Why model comparison is important
No single distribution fits every risk dataset. Normal models can work for symmetric data. Lognormal models often suit positive skewed losses. Exponential models describe waiting times or simple severities. Poisson models suit event counts. Comparing results helps avoid weak assumptions.
Because parameters are estimated from your own sample, the method adapts to local conditions. That is valuable when risk patterns change over time. It also helps explain assumptions to auditors, managers, and model governance teams during formal internal reviews.

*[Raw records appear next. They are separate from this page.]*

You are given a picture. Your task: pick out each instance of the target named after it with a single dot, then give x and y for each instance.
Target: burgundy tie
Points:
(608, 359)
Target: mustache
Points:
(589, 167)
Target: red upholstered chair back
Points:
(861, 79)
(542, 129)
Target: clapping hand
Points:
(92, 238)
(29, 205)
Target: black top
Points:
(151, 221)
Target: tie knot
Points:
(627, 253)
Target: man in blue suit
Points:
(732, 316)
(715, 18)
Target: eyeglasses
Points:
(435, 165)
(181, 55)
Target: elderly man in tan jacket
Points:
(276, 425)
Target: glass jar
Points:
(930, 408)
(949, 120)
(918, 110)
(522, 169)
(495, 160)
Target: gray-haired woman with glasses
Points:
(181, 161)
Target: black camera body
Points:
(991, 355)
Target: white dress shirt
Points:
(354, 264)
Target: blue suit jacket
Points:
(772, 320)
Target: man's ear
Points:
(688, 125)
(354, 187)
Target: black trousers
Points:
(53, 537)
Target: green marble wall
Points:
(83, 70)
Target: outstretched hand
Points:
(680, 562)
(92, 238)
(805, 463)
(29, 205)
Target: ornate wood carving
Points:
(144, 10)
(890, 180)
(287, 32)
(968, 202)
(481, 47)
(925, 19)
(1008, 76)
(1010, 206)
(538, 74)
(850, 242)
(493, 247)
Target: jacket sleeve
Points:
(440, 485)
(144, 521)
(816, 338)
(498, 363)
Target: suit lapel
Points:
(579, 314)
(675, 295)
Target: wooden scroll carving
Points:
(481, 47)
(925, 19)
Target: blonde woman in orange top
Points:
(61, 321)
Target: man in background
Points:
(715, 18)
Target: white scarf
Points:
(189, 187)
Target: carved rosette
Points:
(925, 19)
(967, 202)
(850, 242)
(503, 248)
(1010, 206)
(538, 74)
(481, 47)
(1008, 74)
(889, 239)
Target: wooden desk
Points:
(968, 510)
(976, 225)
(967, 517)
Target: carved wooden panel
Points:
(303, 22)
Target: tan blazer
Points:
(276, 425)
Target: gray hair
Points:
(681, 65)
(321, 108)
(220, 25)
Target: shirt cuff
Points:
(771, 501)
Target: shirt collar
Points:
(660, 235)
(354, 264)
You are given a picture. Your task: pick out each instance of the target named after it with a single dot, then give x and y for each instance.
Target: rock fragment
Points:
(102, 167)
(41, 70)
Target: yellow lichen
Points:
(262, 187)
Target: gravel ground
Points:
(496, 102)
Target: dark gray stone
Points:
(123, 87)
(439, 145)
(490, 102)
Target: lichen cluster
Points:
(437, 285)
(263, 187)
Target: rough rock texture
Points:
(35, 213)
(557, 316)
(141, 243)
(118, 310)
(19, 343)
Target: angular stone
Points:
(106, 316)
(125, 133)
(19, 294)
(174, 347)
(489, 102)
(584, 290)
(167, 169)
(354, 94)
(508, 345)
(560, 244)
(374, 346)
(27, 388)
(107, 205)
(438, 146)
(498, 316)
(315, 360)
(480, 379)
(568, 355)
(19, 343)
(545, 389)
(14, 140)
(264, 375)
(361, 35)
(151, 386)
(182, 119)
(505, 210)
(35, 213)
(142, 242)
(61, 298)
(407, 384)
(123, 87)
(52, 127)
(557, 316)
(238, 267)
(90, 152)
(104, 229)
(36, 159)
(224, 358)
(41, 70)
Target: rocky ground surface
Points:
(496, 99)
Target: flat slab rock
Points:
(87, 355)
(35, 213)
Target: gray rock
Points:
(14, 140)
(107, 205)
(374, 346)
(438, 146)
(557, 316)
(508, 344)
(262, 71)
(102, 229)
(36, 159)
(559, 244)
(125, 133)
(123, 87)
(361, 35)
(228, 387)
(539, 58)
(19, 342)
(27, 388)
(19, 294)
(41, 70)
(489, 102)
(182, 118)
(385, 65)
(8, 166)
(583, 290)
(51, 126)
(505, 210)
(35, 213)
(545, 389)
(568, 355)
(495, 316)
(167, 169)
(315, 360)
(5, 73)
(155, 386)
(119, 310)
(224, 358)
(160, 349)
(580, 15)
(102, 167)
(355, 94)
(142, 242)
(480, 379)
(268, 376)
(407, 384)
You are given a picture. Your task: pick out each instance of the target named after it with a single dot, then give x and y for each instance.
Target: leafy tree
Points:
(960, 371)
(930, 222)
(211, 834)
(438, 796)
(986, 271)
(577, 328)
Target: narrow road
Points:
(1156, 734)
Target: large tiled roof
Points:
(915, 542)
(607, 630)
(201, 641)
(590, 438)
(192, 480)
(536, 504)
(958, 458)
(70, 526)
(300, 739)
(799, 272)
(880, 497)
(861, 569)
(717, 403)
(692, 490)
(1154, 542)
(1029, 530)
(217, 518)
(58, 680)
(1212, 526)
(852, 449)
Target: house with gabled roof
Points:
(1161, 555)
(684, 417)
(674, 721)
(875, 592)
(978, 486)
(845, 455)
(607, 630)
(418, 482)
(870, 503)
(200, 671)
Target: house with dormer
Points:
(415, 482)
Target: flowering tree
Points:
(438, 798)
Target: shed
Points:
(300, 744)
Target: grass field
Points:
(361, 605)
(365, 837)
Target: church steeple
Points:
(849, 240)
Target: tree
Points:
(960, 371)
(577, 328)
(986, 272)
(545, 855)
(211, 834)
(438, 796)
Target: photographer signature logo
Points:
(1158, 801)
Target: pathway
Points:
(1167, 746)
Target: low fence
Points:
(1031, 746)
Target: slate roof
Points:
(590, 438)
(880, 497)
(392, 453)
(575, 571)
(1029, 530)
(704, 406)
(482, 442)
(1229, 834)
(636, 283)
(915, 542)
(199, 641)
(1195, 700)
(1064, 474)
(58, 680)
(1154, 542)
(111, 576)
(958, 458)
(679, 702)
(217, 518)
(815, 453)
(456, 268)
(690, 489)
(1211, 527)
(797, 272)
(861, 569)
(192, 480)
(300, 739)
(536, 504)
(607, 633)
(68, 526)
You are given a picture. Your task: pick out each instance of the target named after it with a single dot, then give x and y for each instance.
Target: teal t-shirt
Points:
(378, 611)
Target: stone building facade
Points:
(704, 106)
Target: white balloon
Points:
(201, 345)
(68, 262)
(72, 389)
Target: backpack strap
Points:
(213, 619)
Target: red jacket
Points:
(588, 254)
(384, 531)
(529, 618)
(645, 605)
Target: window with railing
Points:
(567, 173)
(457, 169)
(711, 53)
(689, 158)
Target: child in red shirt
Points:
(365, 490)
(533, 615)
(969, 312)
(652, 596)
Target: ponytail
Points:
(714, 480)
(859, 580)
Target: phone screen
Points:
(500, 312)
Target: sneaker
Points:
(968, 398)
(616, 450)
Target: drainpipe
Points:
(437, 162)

Use this tool with expert judgment. Review the data source. Remove obvious input errors. Consider business context. Then use the estimates as a starting point for deeper analysis, monitoring, and governance.
Frequently asked questions
1. What does maximum likelihood estimation do?
It finds parameter values that make your observed data most probable under a chosen distribution. In practice, it converts a raw risk sample into model inputs you can analyze and compare.
2. Why are AIC and BIC included?
AIC and BIC help compare model efficiency. Lower values usually indicate a better balance between goodness of fit and model complexity. They are useful when testing several distributions on the same dataset.
3. When should I use the Normal option?
Use Normal when losses look roughly symmetric and can extend around a central mean. It is often a quick benchmark model, even when another distribution may fit the tail better.
4. When is Lognormal a better choice?
Lognormal is often better for strictly positive losses with right skew. Many operational and insurance severity datasets show this pattern because large losses occur less often but still matter.
5. What kind of data suits the Exponential option?
Exponential fits positive data with a constant hazard style shape. It can work for simple waiting times, intervals, or severity data when the decay pattern is steep and memoryless.
6. Why does Poisson require whole numbers?
Poisson models counts of events. Counts must be zero or positive integers. Examples include fraud events per month, service outages per quarter, or defaults in a fixed period.
7. What does the selected quantile represent?
The selected quantile shows the fitted distribution value at your chosen confidence level. Risk teams often interpret it as a model based tail threshold or value at risk style estimate.
8. Can this calculator replace full model validation?
No. It is a practical estimation tool. You should still review data quality, assumptions, business context, and governance requirements before using outputs in formal risk decisions.